Mi inventai una storia sulla mia assenza, dissi che ero
partito per un concerto all’estero (Rolling Stones – The Bridges to Babylon
Tour) e io Matteo ero rientrato dall’università per venire a trovare i miei
genitori. La messa in scena durò una settimana. Il concerto era due giorni
esatti dopo la partenza, ma io Mirko non ero il tipo da prendere la via più
breve per tornare e io Matteo, anziché stare a casa, uscivo con Andrea…
Per fare funzionare il tutto però non bastò un taglio di
capelli, mi preparai nei minimi dettagli. Dovevo essere “diverso”, cercai di dimenticarmi chi ero, mi inventai una biografia, presi in
prestito qualche giacca e qualche camicia dall’armadio paterno, mi finsi
mancino e iniziai a recitare la parte di quello che non ride mai e ti giudica –
male- qualsiasi cosa tu dica o faccia.
Insomma, il classico str**zo.
Nonostante volessi "rivelarmi", lo scherzo riuscì, tutti si lamentavano di Matteo e si
chiedevano come mai due gemelli fossero tanto diversi.
Per essere un altro non basta celare il viso con una
maschera o nascondersi dietro una valanga di parole. Si devono tagliare tutti i
ponti con il passato, altrimenti ci raggiungerà e finirà per plasmare la nuova identità sino a renderla un doppione con il carattere e il destino di quella vecchia.

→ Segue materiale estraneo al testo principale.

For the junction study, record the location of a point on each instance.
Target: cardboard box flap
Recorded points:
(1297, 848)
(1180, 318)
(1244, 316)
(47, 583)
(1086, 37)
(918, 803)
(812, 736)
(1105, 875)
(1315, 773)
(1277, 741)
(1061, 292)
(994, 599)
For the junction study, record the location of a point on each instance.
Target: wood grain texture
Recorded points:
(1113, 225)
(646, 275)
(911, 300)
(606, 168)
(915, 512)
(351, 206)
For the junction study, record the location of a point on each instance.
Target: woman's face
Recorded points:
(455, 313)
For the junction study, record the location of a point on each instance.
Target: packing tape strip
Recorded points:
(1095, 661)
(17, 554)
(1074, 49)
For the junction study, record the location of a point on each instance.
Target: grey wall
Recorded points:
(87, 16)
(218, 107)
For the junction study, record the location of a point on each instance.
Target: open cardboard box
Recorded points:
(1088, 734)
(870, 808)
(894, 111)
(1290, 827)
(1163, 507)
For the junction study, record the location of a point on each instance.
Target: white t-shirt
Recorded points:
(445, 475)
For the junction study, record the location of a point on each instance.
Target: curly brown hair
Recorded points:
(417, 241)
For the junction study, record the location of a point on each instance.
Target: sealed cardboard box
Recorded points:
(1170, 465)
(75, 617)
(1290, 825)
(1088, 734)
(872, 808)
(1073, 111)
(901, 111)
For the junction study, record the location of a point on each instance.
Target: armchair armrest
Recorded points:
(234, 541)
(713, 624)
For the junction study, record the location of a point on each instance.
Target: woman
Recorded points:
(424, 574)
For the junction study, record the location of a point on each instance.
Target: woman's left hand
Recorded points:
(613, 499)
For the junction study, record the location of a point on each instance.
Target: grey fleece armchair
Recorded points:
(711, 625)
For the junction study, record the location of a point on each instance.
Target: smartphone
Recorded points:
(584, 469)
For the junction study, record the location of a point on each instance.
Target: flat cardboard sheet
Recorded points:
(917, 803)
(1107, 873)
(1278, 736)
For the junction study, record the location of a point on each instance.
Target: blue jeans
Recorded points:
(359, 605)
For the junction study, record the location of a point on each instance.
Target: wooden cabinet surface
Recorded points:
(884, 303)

Questo è il problema del protagonista del romanzo La
Fuga di David Goodis.
Ingiustamente accusato di uxoricidio, Vincent Parry viene rinchiuso a San
Quentin. Approfittando di un vero e proprio colpo di fortuna riesce a evadere e,
dopo aver aggredito un uomo nel tentativo di procurarsi una macchina e dei
vestiti nuovi, riceve l’inaspettato aiuto di una ragazza che ha sempre creduto nella sua
innocenza.
A causa del processo e della fuga, la sua foto segnaletica è
su tutti i giornali e chiunque a San Francisco può riconoscerlo. Non gli rimane
altro che ricorrere alla chirurgia e cambiare volto.
Ma il passato è troppo vicino e la storia si ripete quando
un altro omicidio simile a quello della moglie lo costringe a indagare per
dimostrare la propria innocenza.
Si tratta di un hard boiled scritto nel ‘46, asciutto ed
essenziale nello stile e nell’intreccio. Può risultare “innocente” per lettori
troppo esigenti, ma dalla sua ha una trama efficace, capace di affamare e
pretendere lunghi sorsi di lettura.
Da questo romanzo fu tratto La fuga, film del ‘47 con Lauren
Bacall e Humphrey Bogart.
Devo aggiungere altro?
Devo aggiungere altro?
La fuga di David Goodis. Fannucci Editore. 2004, 222 pagine.